Evan Ms. Millan conceded that an aggressive, holistic focus on social-emotional health should supersede a more narrow focus on grading policy.
“Having seen my daughter excel at this institution and then seeing her the complete opposite was really concerning,” Ms. Millan said. “I was more concerned about her well-being than these stupid grades, to be honest. I was more concerned about her depression and how it made her feel about life. I just wanted her to get through it.”
Next year, the school plans to roll out another set of resources, one of which may give teens the chance to swap out study halls for one-on-one lessons with teachers. OPRF also looks to partner with a community center to help students with homework on the weekends.
“I know from the beginning that help is available,” Ms. Parker said. “The next step is to help students be comfortable reaching out to access it. We’re trying to give a whole bunch of opportunities and options for students, so they can feel comfortable stepping out to access those opportunities.”

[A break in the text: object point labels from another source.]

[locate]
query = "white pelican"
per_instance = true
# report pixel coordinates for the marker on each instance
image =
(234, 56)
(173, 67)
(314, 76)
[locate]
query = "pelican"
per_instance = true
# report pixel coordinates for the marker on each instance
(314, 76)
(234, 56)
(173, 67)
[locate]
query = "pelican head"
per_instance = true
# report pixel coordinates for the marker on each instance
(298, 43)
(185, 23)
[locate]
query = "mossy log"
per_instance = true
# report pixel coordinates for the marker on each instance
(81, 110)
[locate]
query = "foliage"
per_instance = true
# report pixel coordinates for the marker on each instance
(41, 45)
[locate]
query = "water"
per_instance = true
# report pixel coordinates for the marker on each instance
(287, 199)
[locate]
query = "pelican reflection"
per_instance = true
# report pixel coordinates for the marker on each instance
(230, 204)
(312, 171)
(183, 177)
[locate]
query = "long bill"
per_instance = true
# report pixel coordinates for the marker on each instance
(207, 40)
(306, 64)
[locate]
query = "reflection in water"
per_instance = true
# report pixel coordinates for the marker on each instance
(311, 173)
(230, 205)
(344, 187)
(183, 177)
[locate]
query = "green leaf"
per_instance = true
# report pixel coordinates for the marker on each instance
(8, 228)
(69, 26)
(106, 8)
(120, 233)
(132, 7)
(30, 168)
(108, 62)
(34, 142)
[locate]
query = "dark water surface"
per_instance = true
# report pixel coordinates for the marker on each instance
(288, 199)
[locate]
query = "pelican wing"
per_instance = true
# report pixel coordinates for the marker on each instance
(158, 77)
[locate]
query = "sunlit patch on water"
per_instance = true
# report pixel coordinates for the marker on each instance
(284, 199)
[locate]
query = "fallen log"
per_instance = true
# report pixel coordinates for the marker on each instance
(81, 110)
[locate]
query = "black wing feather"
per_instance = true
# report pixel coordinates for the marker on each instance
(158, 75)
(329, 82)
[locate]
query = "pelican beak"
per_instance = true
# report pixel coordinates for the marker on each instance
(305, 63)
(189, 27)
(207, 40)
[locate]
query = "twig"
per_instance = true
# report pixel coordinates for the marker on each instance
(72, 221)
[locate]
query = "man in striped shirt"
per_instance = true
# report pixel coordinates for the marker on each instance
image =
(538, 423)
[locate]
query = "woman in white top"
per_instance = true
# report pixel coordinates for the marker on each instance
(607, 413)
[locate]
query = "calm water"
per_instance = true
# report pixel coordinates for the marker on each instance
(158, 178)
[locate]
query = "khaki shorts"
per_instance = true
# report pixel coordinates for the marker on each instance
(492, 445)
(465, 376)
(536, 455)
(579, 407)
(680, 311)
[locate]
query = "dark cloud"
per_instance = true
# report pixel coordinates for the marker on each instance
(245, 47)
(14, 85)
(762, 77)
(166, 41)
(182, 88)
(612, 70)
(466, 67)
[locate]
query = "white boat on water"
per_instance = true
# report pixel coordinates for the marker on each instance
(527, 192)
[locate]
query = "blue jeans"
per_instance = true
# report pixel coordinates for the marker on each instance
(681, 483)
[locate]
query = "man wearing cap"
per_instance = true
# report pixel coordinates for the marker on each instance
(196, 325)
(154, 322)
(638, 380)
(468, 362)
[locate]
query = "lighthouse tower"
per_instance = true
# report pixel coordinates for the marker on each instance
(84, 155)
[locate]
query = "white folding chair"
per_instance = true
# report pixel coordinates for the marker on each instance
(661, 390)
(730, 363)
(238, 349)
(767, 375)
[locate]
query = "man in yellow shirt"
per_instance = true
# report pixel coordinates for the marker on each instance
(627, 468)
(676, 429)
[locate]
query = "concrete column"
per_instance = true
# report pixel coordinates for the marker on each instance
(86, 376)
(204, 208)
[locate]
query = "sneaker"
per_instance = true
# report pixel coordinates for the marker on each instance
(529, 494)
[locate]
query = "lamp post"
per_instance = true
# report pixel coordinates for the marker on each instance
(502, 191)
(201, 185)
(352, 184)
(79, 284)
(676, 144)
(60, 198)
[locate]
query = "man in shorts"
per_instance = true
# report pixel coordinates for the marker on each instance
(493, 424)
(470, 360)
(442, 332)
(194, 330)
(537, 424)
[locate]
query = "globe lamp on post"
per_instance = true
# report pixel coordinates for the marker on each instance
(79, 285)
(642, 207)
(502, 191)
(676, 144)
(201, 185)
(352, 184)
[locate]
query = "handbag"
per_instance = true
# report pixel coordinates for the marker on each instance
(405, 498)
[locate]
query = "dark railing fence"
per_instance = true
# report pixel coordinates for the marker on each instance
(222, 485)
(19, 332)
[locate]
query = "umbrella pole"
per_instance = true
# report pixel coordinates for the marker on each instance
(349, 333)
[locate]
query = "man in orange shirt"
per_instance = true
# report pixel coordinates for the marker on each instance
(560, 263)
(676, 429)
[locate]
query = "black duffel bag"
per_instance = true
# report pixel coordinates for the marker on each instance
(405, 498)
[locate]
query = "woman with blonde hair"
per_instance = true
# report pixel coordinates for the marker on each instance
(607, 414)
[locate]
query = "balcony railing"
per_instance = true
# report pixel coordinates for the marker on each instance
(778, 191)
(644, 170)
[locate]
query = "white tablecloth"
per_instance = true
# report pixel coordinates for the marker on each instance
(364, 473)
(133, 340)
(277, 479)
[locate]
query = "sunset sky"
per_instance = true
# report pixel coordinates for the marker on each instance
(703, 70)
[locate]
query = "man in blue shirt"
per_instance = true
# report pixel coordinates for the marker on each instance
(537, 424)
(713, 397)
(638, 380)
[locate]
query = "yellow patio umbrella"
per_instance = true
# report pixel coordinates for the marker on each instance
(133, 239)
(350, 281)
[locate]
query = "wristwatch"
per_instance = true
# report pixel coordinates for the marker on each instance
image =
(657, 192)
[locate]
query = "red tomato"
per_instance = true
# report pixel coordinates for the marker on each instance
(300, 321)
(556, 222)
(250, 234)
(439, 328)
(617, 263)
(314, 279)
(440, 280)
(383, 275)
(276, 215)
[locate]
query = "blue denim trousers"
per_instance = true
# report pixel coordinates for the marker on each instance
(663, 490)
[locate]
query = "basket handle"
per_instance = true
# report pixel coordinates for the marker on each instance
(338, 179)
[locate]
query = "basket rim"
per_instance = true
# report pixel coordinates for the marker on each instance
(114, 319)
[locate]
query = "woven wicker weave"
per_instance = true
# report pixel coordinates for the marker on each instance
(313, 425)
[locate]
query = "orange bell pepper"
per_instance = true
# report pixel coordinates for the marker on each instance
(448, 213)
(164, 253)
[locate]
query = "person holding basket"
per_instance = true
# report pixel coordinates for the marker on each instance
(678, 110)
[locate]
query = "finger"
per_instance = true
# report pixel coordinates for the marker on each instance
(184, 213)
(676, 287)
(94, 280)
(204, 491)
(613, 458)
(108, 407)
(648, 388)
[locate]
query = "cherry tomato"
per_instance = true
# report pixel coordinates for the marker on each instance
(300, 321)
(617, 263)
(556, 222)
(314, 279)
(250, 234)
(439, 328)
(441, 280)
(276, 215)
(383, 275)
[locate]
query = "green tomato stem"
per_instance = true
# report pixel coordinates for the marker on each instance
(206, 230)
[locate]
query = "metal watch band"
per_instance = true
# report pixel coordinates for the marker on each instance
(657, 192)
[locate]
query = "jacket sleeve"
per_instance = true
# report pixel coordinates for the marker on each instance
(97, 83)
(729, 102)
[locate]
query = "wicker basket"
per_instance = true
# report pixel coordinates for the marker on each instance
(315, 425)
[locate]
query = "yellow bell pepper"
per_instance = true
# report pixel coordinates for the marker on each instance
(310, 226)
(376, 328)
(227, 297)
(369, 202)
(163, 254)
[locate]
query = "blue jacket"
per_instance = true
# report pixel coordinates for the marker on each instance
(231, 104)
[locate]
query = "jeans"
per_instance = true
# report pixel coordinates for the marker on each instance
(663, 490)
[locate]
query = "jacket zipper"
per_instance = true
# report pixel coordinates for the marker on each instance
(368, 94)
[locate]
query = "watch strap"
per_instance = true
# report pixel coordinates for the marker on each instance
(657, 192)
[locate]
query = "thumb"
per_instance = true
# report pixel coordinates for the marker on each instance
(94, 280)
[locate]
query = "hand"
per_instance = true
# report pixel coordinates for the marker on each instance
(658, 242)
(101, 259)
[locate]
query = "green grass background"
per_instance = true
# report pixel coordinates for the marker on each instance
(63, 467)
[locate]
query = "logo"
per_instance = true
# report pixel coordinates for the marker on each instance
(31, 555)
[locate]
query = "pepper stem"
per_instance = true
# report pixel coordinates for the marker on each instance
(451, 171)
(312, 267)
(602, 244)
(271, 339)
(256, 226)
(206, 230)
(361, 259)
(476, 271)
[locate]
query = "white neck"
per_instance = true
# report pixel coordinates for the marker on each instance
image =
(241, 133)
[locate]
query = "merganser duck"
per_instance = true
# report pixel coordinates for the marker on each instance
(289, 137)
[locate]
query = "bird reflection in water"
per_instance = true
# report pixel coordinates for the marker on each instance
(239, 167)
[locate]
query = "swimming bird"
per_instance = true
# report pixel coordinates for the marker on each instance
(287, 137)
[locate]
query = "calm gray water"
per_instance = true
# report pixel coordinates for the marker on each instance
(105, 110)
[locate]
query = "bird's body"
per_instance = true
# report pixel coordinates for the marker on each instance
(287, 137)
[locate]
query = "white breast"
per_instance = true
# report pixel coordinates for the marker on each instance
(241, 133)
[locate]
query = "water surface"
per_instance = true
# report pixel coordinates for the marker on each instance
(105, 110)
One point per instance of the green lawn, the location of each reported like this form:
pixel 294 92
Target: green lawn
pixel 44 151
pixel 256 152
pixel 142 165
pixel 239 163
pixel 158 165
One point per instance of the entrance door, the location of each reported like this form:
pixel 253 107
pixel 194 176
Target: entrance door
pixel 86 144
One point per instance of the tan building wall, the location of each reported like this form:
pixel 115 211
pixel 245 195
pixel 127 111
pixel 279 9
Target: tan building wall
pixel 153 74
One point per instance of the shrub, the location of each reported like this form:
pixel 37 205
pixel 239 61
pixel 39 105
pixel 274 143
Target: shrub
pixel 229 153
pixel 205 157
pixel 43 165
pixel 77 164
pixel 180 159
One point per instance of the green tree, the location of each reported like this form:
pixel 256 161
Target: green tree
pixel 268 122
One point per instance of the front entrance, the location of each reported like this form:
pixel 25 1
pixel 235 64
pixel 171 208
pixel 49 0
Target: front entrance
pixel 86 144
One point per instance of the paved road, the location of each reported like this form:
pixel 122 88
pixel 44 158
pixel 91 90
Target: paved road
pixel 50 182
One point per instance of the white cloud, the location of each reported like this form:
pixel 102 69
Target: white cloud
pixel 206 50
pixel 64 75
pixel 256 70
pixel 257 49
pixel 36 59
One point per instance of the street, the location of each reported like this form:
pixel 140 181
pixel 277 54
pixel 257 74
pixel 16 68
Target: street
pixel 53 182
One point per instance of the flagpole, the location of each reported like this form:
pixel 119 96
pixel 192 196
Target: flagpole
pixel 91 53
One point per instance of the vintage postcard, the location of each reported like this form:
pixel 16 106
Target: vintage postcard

This past year, OPRF hired a trauma-informed school interventionist expected to educate and train staff on “what trauma looks like” and create everyday practices to address students’ behavioral and emotional needs, Ms. Bishop said.
The school also announced that six of its employees, including an English teacher and a school psychologist, were chosen to participate in the Trauma Responsive Education Practices Project, a 16-month training fellowship program at the University of Chicago. OPRF also recently added a part-time care coordinator, a position funded by a grant from the Oak Park-River Forest Community Foundation with a partnership with DePaul University.
“We are looking to wrap every arm of support around that child while in the building and also connect them with outside resources that can help them get through the trauma that they may be dealing with,” Ms. Bishop said.